Six people are on trial in southwest China on charges of illegally killing and eating a tiger of an endangered species as well as for illegal possession of firearms.
Kang Wannian and Gao Zuqiao, from Dachoushui Village in Mengla County, Yunnan Province, used a hunting rifle to shoot dead an Indo-Chinese tiger at a nature reserve in February and left the area after the killing, prosecutors told the Mengla County People's Court.
Kang's wife and Gao asked five fellow villagers to the reserve the next day to dismember the tiger and take it home, where they stewed and ate it, the court heard.
Kang and Gao turned themselves into local police in June.
Kang was charged with illegal possession of guns and poaching an endangered wild animal.
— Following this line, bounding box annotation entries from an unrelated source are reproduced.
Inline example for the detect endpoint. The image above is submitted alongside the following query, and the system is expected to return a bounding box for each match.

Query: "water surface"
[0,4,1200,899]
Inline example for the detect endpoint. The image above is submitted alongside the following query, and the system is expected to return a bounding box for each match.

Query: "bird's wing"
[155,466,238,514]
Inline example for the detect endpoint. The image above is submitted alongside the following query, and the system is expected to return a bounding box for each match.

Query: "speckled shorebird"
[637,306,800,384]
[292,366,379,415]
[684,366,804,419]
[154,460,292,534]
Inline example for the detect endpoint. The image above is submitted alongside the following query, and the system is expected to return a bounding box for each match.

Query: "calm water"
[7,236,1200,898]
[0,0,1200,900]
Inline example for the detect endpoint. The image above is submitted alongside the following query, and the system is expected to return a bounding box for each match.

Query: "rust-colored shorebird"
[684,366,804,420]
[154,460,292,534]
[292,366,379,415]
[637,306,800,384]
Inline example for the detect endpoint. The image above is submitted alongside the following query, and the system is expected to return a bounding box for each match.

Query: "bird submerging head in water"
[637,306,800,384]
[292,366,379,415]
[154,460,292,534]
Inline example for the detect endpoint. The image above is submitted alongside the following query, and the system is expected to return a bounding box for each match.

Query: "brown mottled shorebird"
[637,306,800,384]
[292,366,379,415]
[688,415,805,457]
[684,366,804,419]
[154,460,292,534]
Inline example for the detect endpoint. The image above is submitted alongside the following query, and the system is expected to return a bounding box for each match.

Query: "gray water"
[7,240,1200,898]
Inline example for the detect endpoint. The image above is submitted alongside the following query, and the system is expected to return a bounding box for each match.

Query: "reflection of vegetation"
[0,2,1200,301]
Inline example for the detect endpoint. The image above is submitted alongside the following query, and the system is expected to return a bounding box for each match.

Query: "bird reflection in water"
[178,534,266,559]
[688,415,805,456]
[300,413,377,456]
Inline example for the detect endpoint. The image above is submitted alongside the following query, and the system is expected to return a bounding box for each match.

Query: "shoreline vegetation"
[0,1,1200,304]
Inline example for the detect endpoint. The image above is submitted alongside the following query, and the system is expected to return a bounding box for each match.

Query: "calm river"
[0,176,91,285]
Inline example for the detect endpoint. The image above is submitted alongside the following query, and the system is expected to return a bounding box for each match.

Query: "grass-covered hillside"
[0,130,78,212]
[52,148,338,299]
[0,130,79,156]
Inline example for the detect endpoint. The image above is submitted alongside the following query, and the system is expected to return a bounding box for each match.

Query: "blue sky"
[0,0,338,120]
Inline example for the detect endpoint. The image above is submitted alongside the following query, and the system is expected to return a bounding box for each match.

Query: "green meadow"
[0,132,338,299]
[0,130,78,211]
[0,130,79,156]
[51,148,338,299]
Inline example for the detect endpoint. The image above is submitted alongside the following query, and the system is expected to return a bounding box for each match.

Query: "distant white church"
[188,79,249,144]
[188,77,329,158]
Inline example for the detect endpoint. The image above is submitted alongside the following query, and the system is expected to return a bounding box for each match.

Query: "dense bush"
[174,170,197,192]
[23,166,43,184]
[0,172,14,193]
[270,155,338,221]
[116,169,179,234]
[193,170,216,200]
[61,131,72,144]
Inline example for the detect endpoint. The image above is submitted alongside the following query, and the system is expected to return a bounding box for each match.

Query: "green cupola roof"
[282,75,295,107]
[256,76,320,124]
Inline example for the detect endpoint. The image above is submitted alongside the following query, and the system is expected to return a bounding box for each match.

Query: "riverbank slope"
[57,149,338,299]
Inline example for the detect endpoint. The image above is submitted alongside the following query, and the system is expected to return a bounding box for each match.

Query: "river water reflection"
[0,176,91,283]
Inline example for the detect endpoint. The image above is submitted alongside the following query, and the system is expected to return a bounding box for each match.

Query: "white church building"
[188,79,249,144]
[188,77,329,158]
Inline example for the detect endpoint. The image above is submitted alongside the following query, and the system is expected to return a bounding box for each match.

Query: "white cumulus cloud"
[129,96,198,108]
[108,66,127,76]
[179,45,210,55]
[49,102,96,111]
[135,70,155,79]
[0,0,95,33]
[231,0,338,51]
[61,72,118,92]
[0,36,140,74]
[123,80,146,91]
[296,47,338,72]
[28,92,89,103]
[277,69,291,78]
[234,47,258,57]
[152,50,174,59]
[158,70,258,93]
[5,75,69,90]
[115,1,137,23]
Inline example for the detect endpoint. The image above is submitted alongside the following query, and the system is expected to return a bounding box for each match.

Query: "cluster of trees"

Gao and three other villagers were accused of concealing the tiger's carcase.
The other two villagers, a couple, were exempted from prosecution due to their confession.
Another defendant, villager Bai Zhiquan, who did not eat the tiger meat, was charged with illegal possession of firearms, which, said prosecutors, he had lent to Kang.
The Indo-Chinese tiger is under state-level protection in China.
The prosecutors are demanding compensation of 480,000 yuan (70,588 U.S. dollars) from the defendants.
The trial opened on Wednesday, but the judges have yet to deliver a verdict.